Introduction: Food away from home (FAFH) have been progressively playing crucial role in the diets of many households in developing countries, Nigeria inclusive. A number of these foods have been reported to be low in micronutrients, high in fat/cholesterol, and energy dense, with consumption attributed to higher prevalence of malnutrition and diet-related non-communicable diseases. Determinants of purchase decisions and consumption of FAFH are less empirically studied in Nigeria, and little is known about what the specificity of consuming FAFH and within-day meals (breakfast, lunch, dinner) hold for nutrient availability. Findings are important for public health nutrition programming.
Methods: We used the Nigeria Living Standard Measurement Survey nationally representative household panel data for 2015/16 comprising two time periods (six month intervals) for analysis. Relevant data used for analysis include, among others, household socio-demographic characteristics, income, weekly value of aggregate foods consumed AFH, values of specific food groups (snacks, dairy-based beverages and vegetables) consumed AFH, expenditure on foods and non-food items, and quantities of 120 different food items consumed from which calories and selected nutrients were estimated. Whether (or not) households consumed breakfast, lunch, dinner, or side-dishes AFH were captured. Descriptive statistics were used to summarize data, while bootstrap double-hurdle regression (that addresses possible unobserved heterogeneity due to time dynamics in food consumption) was employed to identify key factors determining decisions to consume food AFH and the share of household budget expended on the foods. The estimated regression (econometrics) model is stated as:
H_it = ∑βX_kit + α_i +e_it
where H_it captures the budget share spent on either aggregate food, or specific food groups (snacks, dairy-based beverages, vegetables) consumed AFH respectively. X_kit is a vector of determinants such as socio-demographic characteristics, income, location/regional factors, among others; α_(i ) represents household specific effects, while e_it is the error term.
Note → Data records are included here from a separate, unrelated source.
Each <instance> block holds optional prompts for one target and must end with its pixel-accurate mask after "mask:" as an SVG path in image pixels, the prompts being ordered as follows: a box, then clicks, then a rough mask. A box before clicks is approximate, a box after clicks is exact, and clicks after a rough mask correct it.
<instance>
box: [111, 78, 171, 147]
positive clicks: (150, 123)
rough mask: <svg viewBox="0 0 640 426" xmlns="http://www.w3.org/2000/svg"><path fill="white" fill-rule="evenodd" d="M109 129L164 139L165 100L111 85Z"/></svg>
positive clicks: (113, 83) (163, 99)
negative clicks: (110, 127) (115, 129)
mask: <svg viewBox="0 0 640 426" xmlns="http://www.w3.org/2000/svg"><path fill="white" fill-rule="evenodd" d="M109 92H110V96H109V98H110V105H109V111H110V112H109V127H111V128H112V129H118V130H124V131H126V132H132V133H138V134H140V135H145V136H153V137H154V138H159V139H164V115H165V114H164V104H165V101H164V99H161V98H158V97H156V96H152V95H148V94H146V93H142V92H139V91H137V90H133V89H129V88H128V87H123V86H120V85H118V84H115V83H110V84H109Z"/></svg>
Findings: Results (descriptive statistics) show that on average, households spent approximately 28% of their total budget on food AFH. For the aggregate food, and the range of food groups (vegetables, dairy-based beverages and snacks) considered, consumption AFH is higher for urban and non-agricultural households, as well as households whose heads had tertiary education. The amount expended on them also increased progressively with higher income levels. This buttresses income growth, urbanization, higher education attainment, and opportunities for non-farm jobs/occupations as vital triggers for consumption of food AFH. Regression results also suggest that the likelihood of households consuming one or more of the selected food groups, and the share of household budget expended on them respectively, will increase with higher income, hours spent on non-farm businesses, urbanization and the presence of children under five years of age and/or adolescents in the household. Consuming food AFH appears to be connected with higher consumption/availability of fats, and lower availability of iron and calcium. Whether households consumed (or did not consume) breakfast or lunch AFH seems to hold little significance for daily per capita calories, proteins and fat consumed by households. However, side dishes and dinner AFH may make a difference. Findings hold important implications for nutrition and health.
Conclusions: Using nationally representative household panel data, we examined, among others, the determinants of consumption of FAFH, and the implications of within-day time of consumption for nutrient availability. We found that increased income, urbanization, higher education attainment, household composition, opportunities for non-farm jobs/occupations and hours spent on non-farm businesses are key determinants of purchase decisions and/or consumption of FAFH. Advancing consumption of FAFH may mean less availability of iron and calcium for households. Taking breakfast or lunch AFH seems to hold little consequence for daily calories, proteins and fat consumed by households while side-dishes and dinner AFH may trigger nontrivial divergence.